O que poucos perceberam é que a exigência ética da campanha fora formulada em termos propositadamente utópicos, autocontraditórios, estéreis, de modo a desgastar a classe política numa sucessão de rituais autopunitivos sem resultado proveitoso, até levá-la ao completo descrédito e precipitar a crise geral do Estado, onde as esquerdas, aí já plenamente identificadas como derradeira reserva moral, se apresentariam ao povo como única esperança de salvação. A quem esteja ciente de que, no pensamento gramsciano, as mutações psicológicas profundas são o alvo prioritário de um plano de largo escopo a ser realizado, basicamente, por um grupo de intelectuais, as peças múltiplas do quebra-cabeça começam a encaixar-se, formando a figura bifronte de uma estratégia da perversão moral em nome da moralidade: de um lado, esvaziar as velhas crenças morais, rebaixando-as e transformando-as em munição política de uso imediato contra os ‘inimigos de classe’; de outro, mais sutilmente, e num círculo mais seleto de ouvintes, solapar as bases intelectuais dessas crenças, promovendo uma mutação do sentido mesmo da palavra ‘ética’, para que, cortada dos laços que a ligam a quaisquer valores espirituais e a qualquer ideal de vida superior, passasse a significar apenas a adesão maquinal a certos slogans políticos e a hostilidade a certos grupos sociais, quando não a indivíduos em particular; para que deixasse, sobretudo, de ser uma regra para o homem governar a si mesmo, e se tornasse um pretexto edificante para cada qual projetar suas culpas sobre o vizinho, beatificando o instinto de delação e fazendo da maledicência a virtude primordial do cidadão brasileiro. Tratava-se em suma de reduzir a ética ao ‘politicamente correto’, tornando o apoio às esquerdas uma obrigação religiosa cujo descumprimento teria o efeito desequilibrante de uma transgressão, sujeitando o pecador a terríveis padecimentos interiores, a um sentimento de exclusão da comunidade humana, que o homem médio não saberia suportar sem buscar logo, arrependido, a oportunidade de uma penitência reconciliadora; oportunidade que a ‘campanha do Betinho’ providencialmente estendeu a todos no momento exato, com a precisão de um cronograma divino”.

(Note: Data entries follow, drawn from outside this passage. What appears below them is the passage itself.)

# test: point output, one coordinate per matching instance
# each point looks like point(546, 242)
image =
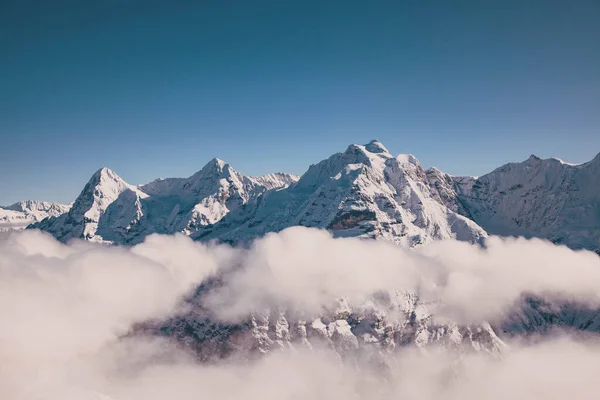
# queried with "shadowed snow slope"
point(363, 192)
point(543, 198)
point(111, 210)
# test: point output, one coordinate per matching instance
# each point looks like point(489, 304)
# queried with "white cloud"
point(63, 308)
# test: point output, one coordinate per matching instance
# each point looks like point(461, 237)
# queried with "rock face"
point(17, 216)
point(379, 327)
point(363, 192)
point(536, 198)
point(111, 210)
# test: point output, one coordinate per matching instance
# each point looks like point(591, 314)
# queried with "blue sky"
point(158, 88)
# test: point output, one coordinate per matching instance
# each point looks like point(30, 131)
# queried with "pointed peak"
point(104, 171)
point(375, 146)
point(105, 174)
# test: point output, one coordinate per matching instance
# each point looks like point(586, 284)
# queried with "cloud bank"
point(65, 308)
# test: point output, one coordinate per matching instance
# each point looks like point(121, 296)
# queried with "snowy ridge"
point(363, 192)
point(113, 211)
point(542, 198)
point(373, 329)
point(17, 216)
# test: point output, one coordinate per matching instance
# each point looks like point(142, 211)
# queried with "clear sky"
point(158, 88)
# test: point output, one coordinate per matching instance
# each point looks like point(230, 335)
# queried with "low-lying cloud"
point(65, 308)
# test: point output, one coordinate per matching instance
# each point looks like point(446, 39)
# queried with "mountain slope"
point(363, 192)
point(542, 198)
point(23, 213)
point(82, 220)
point(111, 210)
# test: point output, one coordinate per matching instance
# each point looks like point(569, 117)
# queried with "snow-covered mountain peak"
point(214, 165)
point(408, 159)
point(375, 146)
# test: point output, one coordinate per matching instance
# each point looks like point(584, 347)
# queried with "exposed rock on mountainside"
point(363, 192)
point(111, 210)
point(17, 216)
point(537, 198)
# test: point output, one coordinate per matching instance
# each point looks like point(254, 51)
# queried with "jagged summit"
point(375, 146)
point(363, 191)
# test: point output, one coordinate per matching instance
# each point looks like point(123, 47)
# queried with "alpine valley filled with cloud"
point(367, 277)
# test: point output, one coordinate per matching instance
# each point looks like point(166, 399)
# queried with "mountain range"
point(362, 192)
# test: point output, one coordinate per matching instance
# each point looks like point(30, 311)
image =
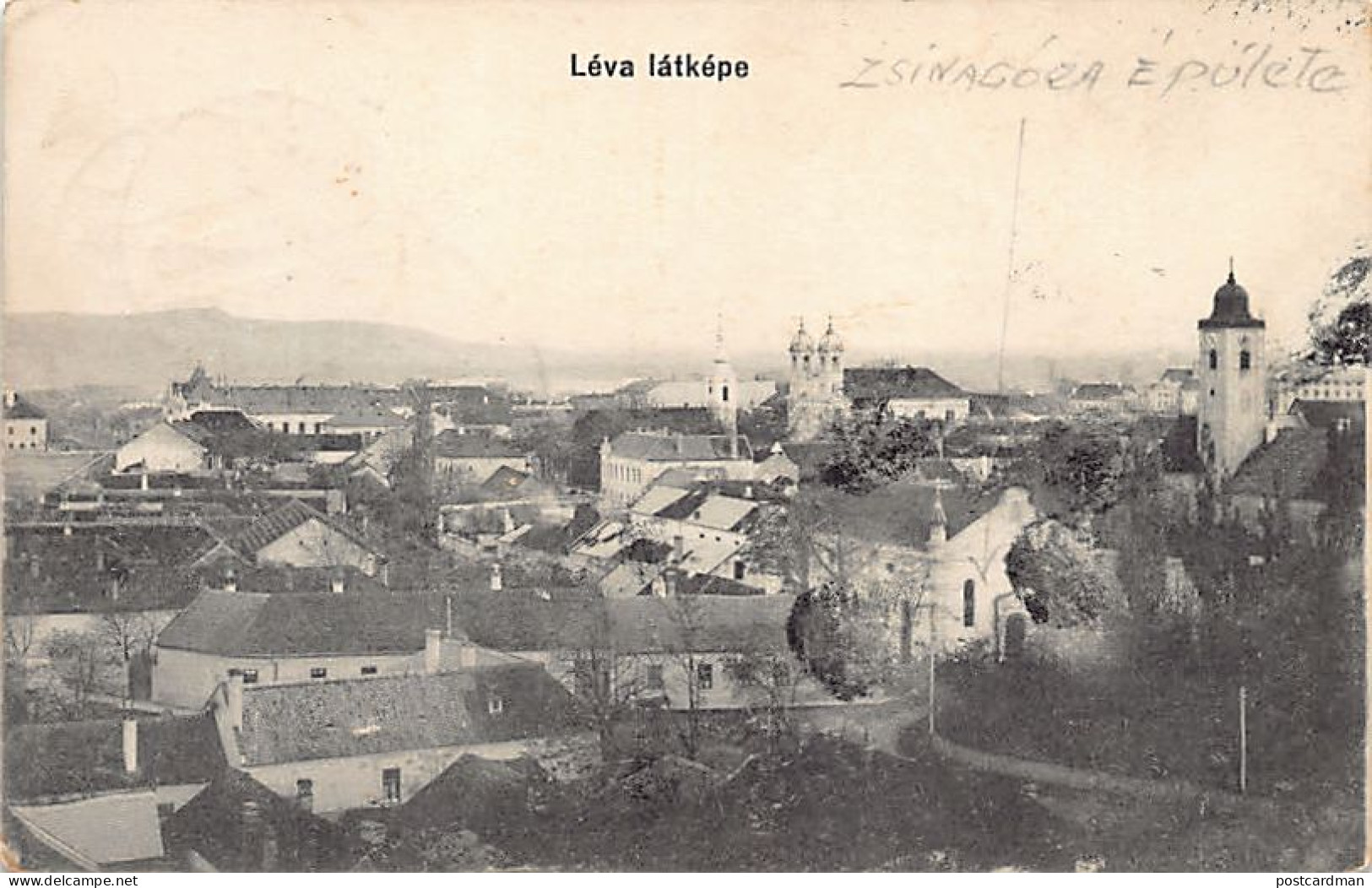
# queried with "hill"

A partir daí, qualquer um que se opusesse ou se mantivesse alheio ao ideal de esquerda passava a ser visto como imoral e malvado. Muitos sentiram-se como verdadeiros pecadores; outros, querendo agradar, ainda que a contragosto, fortaleceram ainda mais a esquerda, a qual de fato foi a verdadeira vitoriosa. A Ética foi corrompida, deixou de ser absoluta e tornou-se relativa, relativa aos interesses do partido... como pregava Gramsci. Será coincidência? A partir de então o terreno para a esquerda chegar ao poder estava aberto, era só questão de tempo. A vitória da esquerda não pode ser negada, por mais que seus seguidores digam o contrário. Marco Aurélio Garcia já reconheceu o fato18:

Tem havido nos últimos anos um deslocamento para a esquerda na América Latina, que não se traduz só nas eleições de presidentes, mas também na mudança da problemática política. Mesmo os que não vieram da esquerda hoje compartilham temas da esquerda. Há uma hegemonia do pensamento da esquerda na América Latina, da mesma forma em que na década anterior havia a hegemonia do pensamento conservador”.

Como vimos anteriormente, a esquerda passou também a atrair para o seu manto, sob o fundo moral de luta por uma sociedade mais justa, diversos temas progressistas como feminismo, homossexualismo, aborto, ação afirmativa, entre outros, sem que seus novos eleitores soubessem que na verdade estavam contribuindo para a estratégia gramsciana.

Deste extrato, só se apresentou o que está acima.